Ouattara berjanji untuk mempromosikan rekonsiliasi di negaranya. Ia akan menjadikan momen upacara pelantikan untuk memperkuat legitimasinya sebagai presiden setelah terjadi perebutan kekuasaan dengan presiden Gbagbo yang berujung pada aksi kekerasan di negara tersebut.
Sebelumnya, Ouattara telah memenangkan pemilu presiden pada 28 November tahun lalu setelah mengalahkan Presiden Laurent Gbagbo. Penolakan Gbagbo untuk mengakui kekalahannya menyebabkan Pantai Gading terpecah menjadi dua. Perpecahan yang terjadi menyebabkan aksi kekerasan yang telah menewaskan 3000 orang dalam kurun waktu enam bulan.
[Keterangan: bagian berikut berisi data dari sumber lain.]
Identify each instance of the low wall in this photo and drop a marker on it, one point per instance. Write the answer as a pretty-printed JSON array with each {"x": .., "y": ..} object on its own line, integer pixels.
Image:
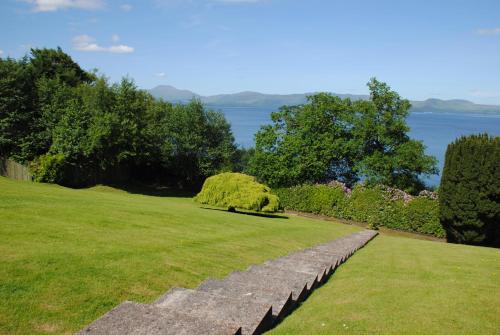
[{"x": 14, "y": 170}]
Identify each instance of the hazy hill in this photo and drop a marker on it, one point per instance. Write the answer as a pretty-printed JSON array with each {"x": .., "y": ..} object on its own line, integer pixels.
[{"x": 257, "y": 99}]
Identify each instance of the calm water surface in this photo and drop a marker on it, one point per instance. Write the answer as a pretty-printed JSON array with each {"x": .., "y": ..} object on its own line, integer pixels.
[{"x": 435, "y": 129}]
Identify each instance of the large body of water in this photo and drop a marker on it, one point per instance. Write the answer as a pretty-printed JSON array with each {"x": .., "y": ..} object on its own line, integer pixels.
[{"x": 437, "y": 130}]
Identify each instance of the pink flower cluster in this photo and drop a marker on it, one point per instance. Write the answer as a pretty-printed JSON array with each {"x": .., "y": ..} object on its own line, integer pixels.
[
  {"x": 341, "y": 185},
  {"x": 428, "y": 194}
]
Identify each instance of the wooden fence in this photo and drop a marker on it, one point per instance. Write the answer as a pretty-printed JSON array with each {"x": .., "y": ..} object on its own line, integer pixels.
[{"x": 14, "y": 170}]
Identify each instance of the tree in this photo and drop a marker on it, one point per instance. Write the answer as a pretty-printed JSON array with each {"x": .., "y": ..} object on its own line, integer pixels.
[
  {"x": 386, "y": 153},
  {"x": 18, "y": 111},
  {"x": 306, "y": 143},
  {"x": 55, "y": 64},
  {"x": 469, "y": 194},
  {"x": 334, "y": 138}
]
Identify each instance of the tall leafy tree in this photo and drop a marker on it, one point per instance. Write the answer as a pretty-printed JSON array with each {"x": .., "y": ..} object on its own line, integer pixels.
[
  {"x": 334, "y": 138},
  {"x": 469, "y": 194},
  {"x": 386, "y": 153},
  {"x": 305, "y": 143}
]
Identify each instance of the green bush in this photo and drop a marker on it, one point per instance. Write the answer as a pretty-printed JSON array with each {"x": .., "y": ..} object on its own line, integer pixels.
[
  {"x": 318, "y": 199},
  {"x": 376, "y": 206},
  {"x": 237, "y": 191},
  {"x": 470, "y": 191},
  {"x": 48, "y": 168},
  {"x": 422, "y": 215}
]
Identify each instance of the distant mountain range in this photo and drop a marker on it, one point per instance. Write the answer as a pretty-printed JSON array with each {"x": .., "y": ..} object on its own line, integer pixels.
[{"x": 273, "y": 101}]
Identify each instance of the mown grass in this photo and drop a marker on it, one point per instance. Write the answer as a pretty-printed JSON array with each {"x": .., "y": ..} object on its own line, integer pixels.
[
  {"x": 399, "y": 285},
  {"x": 68, "y": 256}
]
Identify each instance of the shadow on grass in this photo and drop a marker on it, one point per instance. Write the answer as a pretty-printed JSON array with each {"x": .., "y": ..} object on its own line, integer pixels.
[
  {"x": 265, "y": 215},
  {"x": 154, "y": 190}
]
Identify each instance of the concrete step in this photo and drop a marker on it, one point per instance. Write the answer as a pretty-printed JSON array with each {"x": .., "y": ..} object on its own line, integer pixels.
[
  {"x": 302, "y": 263},
  {"x": 288, "y": 277},
  {"x": 254, "y": 317},
  {"x": 139, "y": 319},
  {"x": 282, "y": 300}
]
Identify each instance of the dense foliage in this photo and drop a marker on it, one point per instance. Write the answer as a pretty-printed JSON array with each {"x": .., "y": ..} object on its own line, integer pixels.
[
  {"x": 334, "y": 138},
  {"x": 237, "y": 191},
  {"x": 77, "y": 129},
  {"x": 470, "y": 191},
  {"x": 376, "y": 206}
]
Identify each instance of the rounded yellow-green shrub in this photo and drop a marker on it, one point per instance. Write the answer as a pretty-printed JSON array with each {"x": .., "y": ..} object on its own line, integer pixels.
[{"x": 237, "y": 191}]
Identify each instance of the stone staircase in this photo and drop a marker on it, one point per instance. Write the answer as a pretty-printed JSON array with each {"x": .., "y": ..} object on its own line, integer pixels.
[{"x": 245, "y": 302}]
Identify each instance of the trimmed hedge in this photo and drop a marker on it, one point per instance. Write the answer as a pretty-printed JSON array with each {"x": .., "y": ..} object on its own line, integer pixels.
[
  {"x": 370, "y": 205},
  {"x": 237, "y": 191}
]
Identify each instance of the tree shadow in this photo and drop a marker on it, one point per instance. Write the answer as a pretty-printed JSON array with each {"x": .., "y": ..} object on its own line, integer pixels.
[
  {"x": 155, "y": 190},
  {"x": 265, "y": 215}
]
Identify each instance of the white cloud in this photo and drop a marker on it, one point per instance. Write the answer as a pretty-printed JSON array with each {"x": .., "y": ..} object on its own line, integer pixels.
[
  {"x": 126, "y": 7},
  {"x": 88, "y": 44},
  {"x": 492, "y": 31},
  {"x": 54, "y": 5},
  {"x": 485, "y": 94},
  {"x": 239, "y": 1}
]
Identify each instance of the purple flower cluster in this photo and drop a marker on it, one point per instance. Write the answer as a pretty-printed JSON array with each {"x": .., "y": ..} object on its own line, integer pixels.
[
  {"x": 341, "y": 185},
  {"x": 395, "y": 194},
  {"x": 428, "y": 194}
]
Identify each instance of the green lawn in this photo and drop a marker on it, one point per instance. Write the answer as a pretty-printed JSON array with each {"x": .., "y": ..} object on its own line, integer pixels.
[
  {"x": 68, "y": 256},
  {"x": 405, "y": 286}
]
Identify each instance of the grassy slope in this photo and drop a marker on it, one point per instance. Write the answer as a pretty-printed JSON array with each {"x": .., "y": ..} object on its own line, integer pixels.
[
  {"x": 68, "y": 256},
  {"x": 404, "y": 286}
]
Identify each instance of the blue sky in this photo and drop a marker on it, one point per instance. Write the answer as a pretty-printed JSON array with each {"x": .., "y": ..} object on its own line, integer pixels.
[{"x": 441, "y": 49}]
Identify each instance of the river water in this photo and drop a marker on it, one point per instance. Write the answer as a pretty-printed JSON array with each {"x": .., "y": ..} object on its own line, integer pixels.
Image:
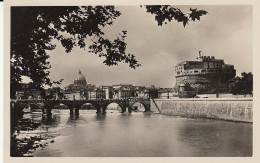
[{"x": 136, "y": 134}]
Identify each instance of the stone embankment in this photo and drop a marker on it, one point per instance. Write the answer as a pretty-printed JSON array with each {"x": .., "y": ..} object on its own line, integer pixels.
[{"x": 237, "y": 109}]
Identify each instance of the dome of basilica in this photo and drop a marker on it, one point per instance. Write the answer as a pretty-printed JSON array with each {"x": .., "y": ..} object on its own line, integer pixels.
[{"x": 80, "y": 79}]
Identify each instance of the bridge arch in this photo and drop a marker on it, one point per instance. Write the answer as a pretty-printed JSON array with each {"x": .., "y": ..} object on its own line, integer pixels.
[
  {"x": 144, "y": 104},
  {"x": 88, "y": 106},
  {"x": 37, "y": 105},
  {"x": 122, "y": 107}
]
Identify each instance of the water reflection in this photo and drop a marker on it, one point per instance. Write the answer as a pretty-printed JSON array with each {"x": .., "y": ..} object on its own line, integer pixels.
[
  {"x": 132, "y": 134},
  {"x": 100, "y": 117}
]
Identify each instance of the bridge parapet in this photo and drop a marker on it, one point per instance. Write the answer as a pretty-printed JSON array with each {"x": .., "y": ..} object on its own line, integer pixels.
[{"x": 76, "y": 104}]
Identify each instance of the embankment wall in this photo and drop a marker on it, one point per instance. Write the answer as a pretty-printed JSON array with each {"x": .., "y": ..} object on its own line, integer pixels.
[{"x": 238, "y": 109}]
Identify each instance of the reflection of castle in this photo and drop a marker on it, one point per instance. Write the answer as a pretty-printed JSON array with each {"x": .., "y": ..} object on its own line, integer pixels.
[{"x": 206, "y": 75}]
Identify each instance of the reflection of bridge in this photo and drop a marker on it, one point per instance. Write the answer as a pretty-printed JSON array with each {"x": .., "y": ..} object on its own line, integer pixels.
[{"x": 75, "y": 105}]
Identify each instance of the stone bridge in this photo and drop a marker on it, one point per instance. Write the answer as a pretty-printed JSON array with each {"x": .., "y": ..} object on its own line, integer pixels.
[{"x": 75, "y": 105}]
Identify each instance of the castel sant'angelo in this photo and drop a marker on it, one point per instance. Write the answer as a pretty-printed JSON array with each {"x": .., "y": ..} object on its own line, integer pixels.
[{"x": 205, "y": 75}]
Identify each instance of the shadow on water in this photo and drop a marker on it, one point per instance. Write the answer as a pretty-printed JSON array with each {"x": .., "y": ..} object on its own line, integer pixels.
[{"x": 31, "y": 132}]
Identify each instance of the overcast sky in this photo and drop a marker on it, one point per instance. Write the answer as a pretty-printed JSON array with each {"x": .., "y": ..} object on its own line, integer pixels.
[{"x": 226, "y": 33}]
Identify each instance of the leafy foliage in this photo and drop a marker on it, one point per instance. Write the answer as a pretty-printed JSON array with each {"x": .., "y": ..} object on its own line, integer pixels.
[
  {"x": 34, "y": 28},
  {"x": 166, "y": 12},
  {"x": 242, "y": 85}
]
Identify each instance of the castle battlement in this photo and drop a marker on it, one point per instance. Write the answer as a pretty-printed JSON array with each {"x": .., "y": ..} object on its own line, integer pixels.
[{"x": 206, "y": 74}]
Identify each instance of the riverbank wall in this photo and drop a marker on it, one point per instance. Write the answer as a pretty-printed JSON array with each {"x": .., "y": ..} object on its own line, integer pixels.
[{"x": 237, "y": 109}]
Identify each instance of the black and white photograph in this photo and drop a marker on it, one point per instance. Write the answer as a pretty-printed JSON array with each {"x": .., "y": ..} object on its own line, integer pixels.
[{"x": 140, "y": 80}]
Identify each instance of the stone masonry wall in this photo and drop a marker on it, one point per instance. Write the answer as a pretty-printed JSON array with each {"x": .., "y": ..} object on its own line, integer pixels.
[{"x": 225, "y": 109}]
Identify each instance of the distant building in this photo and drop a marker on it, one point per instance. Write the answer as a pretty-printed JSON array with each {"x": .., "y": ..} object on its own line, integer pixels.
[
  {"x": 122, "y": 91},
  {"x": 28, "y": 91},
  {"x": 54, "y": 93},
  {"x": 205, "y": 75}
]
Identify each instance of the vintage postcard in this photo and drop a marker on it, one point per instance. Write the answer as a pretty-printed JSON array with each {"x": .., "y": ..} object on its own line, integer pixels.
[{"x": 94, "y": 81}]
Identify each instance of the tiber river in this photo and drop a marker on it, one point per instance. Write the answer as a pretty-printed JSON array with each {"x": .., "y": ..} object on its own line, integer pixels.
[{"x": 136, "y": 134}]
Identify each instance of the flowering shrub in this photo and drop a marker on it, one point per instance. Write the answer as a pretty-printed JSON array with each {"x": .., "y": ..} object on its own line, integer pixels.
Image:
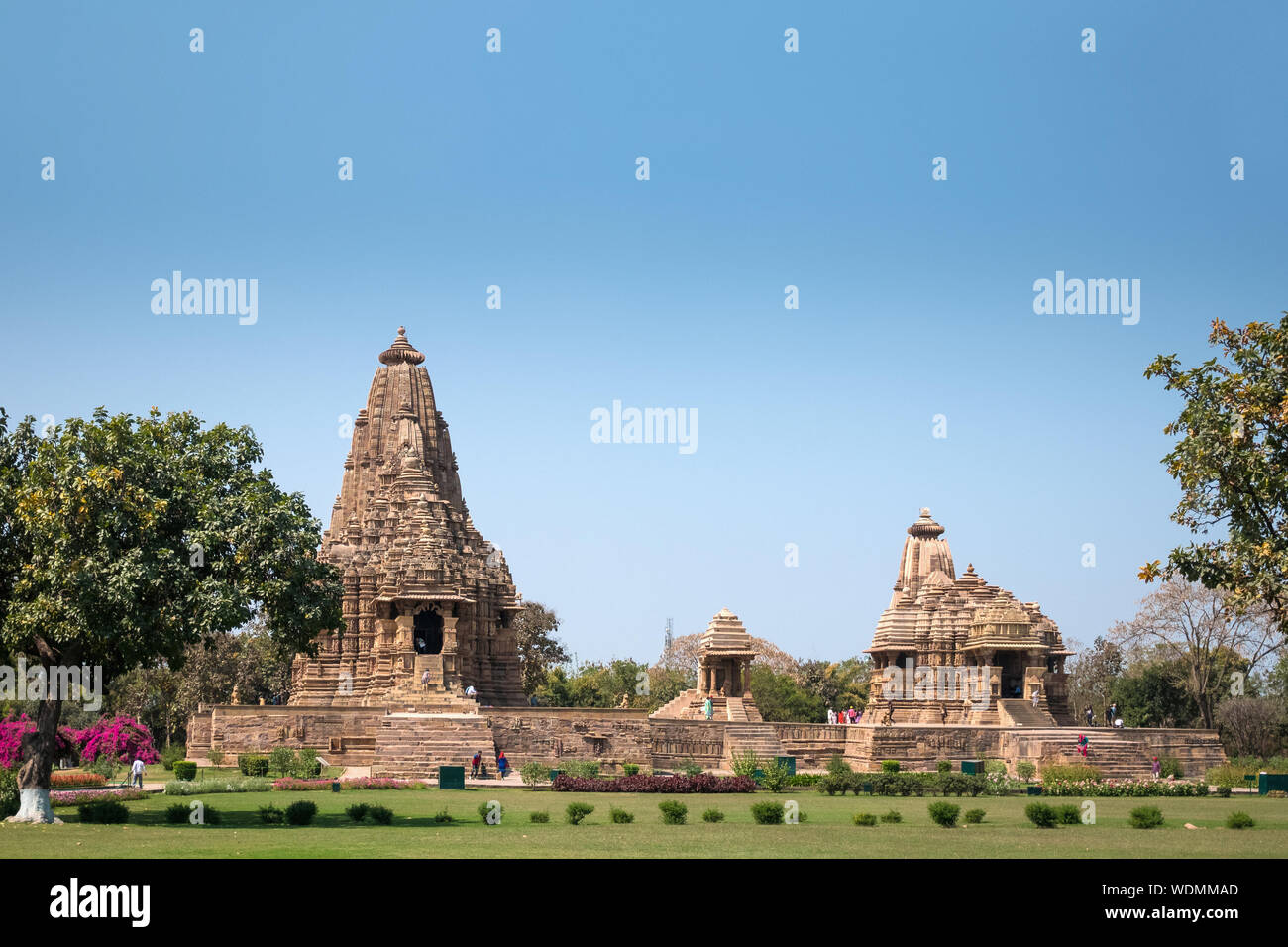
[
  {"x": 1124, "y": 788},
  {"x": 378, "y": 783},
  {"x": 12, "y": 731},
  {"x": 81, "y": 797},
  {"x": 75, "y": 780},
  {"x": 703, "y": 783},
  {"x": 121, "y": 738},
  {"x": 291, "y": 785}
]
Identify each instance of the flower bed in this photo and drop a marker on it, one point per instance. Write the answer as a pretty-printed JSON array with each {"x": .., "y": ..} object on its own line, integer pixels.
[
  {"x": 76, "y": 780},
  {"x": 82, "y": 796},
  {"x": 703, "y": 783},
  {"x": 1125, "y": 788},
  {"x": 291, "y": 785},
  {"x": 193, "y": 788}
]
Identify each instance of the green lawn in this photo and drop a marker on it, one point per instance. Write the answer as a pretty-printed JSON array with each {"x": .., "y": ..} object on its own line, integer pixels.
[{"x": 827, "y": 831}]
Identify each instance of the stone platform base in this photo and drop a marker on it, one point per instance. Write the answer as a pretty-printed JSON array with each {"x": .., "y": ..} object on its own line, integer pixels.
[{"x": 413, "y": 745}]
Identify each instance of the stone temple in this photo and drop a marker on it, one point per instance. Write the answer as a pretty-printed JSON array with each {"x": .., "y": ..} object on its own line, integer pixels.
[
  {"x": 936, "y": 620},
  {"x": 429, "y": 604},
  {"x": 429, "y": 609}
]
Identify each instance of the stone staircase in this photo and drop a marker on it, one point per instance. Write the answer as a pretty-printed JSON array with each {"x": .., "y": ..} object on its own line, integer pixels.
[
  {"x": 413, "y": 746},
  {"x": 1022, "y": 714},
  {"x": 759, "y": 737}
]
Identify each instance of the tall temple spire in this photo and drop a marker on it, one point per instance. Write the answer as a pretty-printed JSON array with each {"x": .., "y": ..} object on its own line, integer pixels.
[{"x": 923, "y": 554}]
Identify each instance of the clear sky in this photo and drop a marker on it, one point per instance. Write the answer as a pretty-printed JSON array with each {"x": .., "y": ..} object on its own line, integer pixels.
[{"x": 767, "y": 169}]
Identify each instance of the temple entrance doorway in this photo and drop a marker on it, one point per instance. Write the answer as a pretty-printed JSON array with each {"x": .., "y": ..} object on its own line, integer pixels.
[
  {"x": 428, "y": 633},
  {"x": 1012, "y": 664}
]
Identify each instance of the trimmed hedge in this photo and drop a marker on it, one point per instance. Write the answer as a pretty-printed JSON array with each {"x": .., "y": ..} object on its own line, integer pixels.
[
  {"x": 184, "y": 770},
  {"x": 703, "y": 783},
  {"x": 104, "y": 812}
]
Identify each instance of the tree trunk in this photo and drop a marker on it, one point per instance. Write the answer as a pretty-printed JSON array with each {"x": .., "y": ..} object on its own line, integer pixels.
[{"x": 39, "y": 749}]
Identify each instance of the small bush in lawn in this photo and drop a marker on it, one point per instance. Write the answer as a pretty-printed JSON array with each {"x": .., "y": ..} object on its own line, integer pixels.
[
  {"x": 106, "y": 812},
  {"x": 944, "y": 813},
  {"x": 281, "y": 761},
  {"x": 674, "y": 813},
  {"x": 533, "y": 772},
  {"x": 172, "y": 754},
  {"x": 1239, "y": 819},
  {"x": 768, "y": 813},
  {"x": 1146, "y": 817},
  {"x": 301, "y": 813},
  {"x": 1041, "y": 814},
  {"x": 184, "y": 770},
  {"x": 253, "y": 764}
]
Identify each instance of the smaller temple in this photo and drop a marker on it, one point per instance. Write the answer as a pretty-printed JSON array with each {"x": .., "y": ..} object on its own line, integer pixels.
[{"x": 724, "y": 676}]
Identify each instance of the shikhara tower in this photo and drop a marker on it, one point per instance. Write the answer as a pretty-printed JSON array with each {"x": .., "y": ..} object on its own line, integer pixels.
[{"x": 429, "y": 604}]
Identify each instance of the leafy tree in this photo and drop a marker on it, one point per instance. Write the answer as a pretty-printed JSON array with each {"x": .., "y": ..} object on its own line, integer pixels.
[
  {"x": 1232, "y": 464},
  {"x": 1202, "y": 633},
  {"x": 539, "y": 648},
  {"x": 127, "y": 539},
  {"x": 782, "y": 699}
]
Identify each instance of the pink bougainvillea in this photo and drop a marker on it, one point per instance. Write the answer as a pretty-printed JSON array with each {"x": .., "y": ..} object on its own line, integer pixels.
[
  {"x": 120, "y": 737},
  {"x": 12, "y": 731}
]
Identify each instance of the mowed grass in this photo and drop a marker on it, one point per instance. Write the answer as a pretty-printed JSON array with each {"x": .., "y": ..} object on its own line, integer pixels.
[{"x": 827, "y": 832}]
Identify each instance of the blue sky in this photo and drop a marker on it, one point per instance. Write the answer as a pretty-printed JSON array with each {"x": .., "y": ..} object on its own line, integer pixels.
[{"x": 768, "y": 169}]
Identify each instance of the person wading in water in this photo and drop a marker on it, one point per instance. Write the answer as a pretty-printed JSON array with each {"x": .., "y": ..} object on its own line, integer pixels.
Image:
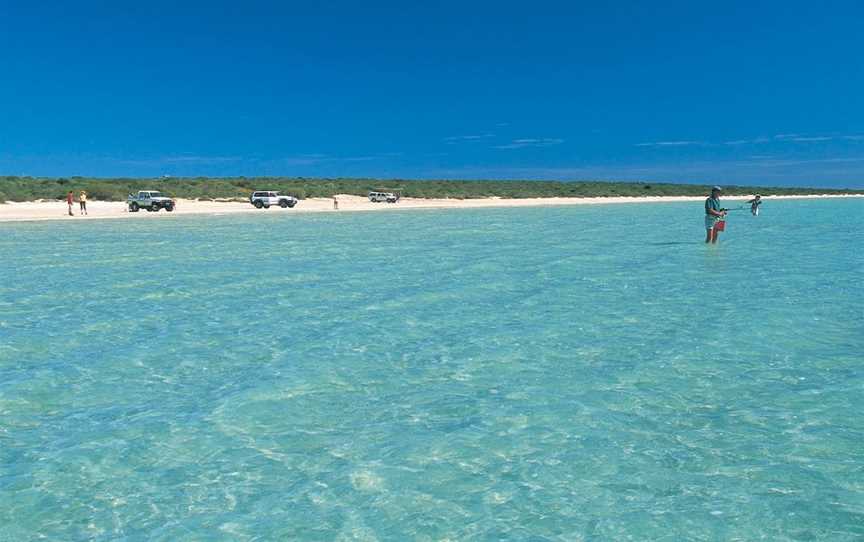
[{"x": 713, "y": 214}]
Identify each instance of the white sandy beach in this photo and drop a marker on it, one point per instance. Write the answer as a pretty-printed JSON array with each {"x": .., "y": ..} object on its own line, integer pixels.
[{"x": 57, "y": 210}]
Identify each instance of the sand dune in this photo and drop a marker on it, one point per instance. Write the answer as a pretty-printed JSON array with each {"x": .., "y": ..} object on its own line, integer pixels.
[{"x": 56, "y": 210}]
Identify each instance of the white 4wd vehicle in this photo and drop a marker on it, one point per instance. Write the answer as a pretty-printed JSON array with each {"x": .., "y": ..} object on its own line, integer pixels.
[
  {"x": 378, "y": 197},
  {"x": 266, "y": 198},
  {"x": 152, "y": 200}
]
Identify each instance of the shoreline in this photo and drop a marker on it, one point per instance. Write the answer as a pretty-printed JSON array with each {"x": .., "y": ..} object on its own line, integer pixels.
[{"x": 56, "y": 210}]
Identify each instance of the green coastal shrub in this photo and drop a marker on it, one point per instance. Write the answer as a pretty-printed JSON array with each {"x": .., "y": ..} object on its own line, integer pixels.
[{"x": 116, "y": 189}]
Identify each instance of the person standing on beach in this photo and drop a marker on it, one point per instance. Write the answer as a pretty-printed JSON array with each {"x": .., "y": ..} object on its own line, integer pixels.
[
  {"x": 754, "y": 205},
  {"x": 713, "y": 214}
]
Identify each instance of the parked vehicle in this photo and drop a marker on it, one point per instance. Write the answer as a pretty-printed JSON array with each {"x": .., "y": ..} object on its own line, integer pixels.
[
  {"x": 266, "y": 198},
  {"x": 378, "y": 197},
  {"x": 152, "y": 200}
]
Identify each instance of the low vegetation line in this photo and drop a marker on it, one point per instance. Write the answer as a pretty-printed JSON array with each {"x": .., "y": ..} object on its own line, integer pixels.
[{"x": 231, "y": 188}]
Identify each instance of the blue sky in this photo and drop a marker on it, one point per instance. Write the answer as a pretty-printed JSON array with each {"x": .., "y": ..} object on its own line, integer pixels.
[{"x": 707, "y": 92}]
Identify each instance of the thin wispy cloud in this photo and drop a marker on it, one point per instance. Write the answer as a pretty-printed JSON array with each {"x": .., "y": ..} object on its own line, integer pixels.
[
  {"x": 452, "y": 140},
  {"x": 809, "y": 139},
  {"x": 669, "y": 143},
  {"x": 776, "y": 139},
  {"x": 180, "y": 160},
  {"x": 530, "y": 142},
  {"x": 318, "y": 159}
]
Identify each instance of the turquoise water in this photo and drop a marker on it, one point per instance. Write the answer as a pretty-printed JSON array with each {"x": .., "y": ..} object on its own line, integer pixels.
[{"x": 579, "y": 373}]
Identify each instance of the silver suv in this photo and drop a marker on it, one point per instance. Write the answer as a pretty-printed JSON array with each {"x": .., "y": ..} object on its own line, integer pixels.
[{"x": 266, "y": 198}]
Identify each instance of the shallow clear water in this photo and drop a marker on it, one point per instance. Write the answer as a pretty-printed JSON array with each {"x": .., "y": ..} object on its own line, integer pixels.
[{"x": 579, "y": 373}]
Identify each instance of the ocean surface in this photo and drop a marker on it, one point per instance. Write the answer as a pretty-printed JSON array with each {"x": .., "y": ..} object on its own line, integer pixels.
[{"x": 570, "y": 373}]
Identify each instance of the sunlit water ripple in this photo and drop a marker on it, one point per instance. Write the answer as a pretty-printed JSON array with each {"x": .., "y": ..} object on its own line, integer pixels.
[{"x": 578, "y": 373}]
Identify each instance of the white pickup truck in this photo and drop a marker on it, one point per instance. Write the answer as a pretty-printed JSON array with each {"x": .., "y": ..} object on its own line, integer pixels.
[{"x": 152, "y": 200}]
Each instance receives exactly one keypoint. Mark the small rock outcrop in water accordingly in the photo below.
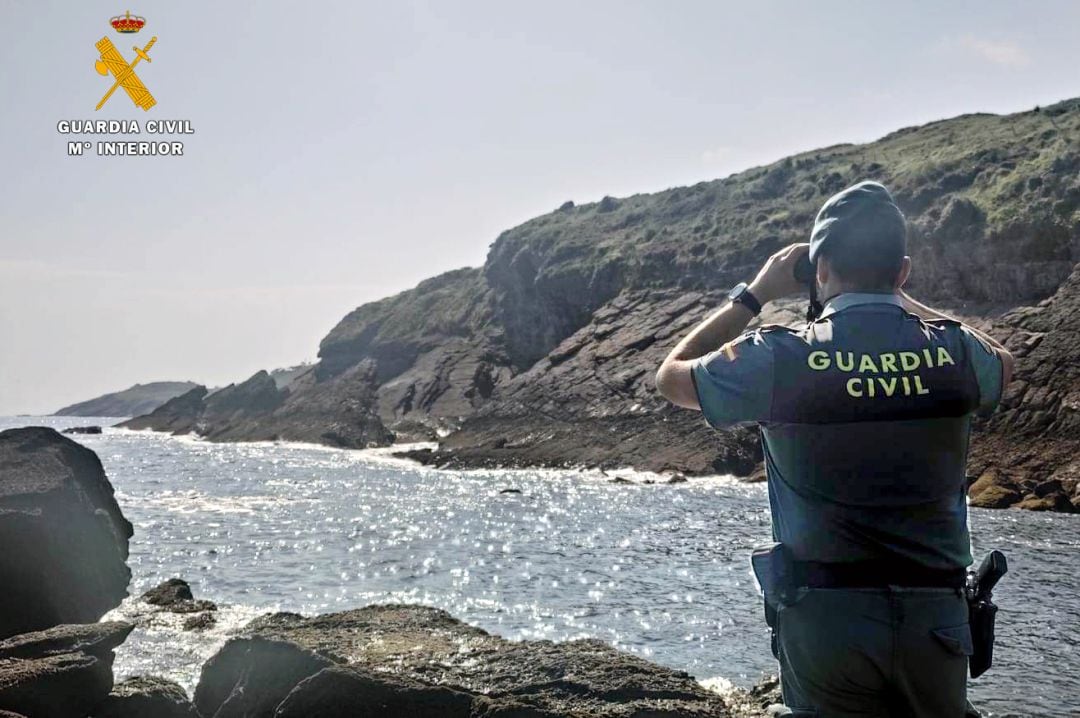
(64, 672)
(175, 595)
(65, 541)
(147, 696)
(83, 430)
(419, 661)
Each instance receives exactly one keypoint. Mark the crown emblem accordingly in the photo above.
(127, 23)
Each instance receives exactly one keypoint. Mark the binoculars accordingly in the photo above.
(804, 270)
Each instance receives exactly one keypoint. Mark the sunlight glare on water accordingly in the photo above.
(655, 569)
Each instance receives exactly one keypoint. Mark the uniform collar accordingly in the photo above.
(854, 298)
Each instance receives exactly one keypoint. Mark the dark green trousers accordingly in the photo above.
(893, 652)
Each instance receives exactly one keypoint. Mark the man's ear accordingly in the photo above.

"Pelantikan ini menandakan satu titik awal bagi Pantai Gading yang baru. Tuan Ouattara akan menerima berkah dari semua rakyat Pantai Gading dan menunjukkan kepada dunia internasional ia dipilih sebagai kepala negara (Pantai Gading) secara utuh," kata jurubicara Ouattara, Anne Puloto, seperti dikutip
AFP (Sabtu, 21/5)
Ia berharap, pemerintahannya mendapat dukungan dari dunia internasional. Untuk mewujudkan hal tersebut dia mengundang 23 kepala negara, sebagian besar para pemimpin Afrika. Presiden Perancis, Nicolas Sarkozy, juga termasuk di dalam undangan.
Selain Perancis pernah menjajah Pantai Gading, pasukan Perancis juga membantu menggulingkan mantan penguasa Laurent Gbagbo. Tercatat juga bahwa Ouattara mengundang Sekjen PBB Ban Ki-moon dalam pelantikannya.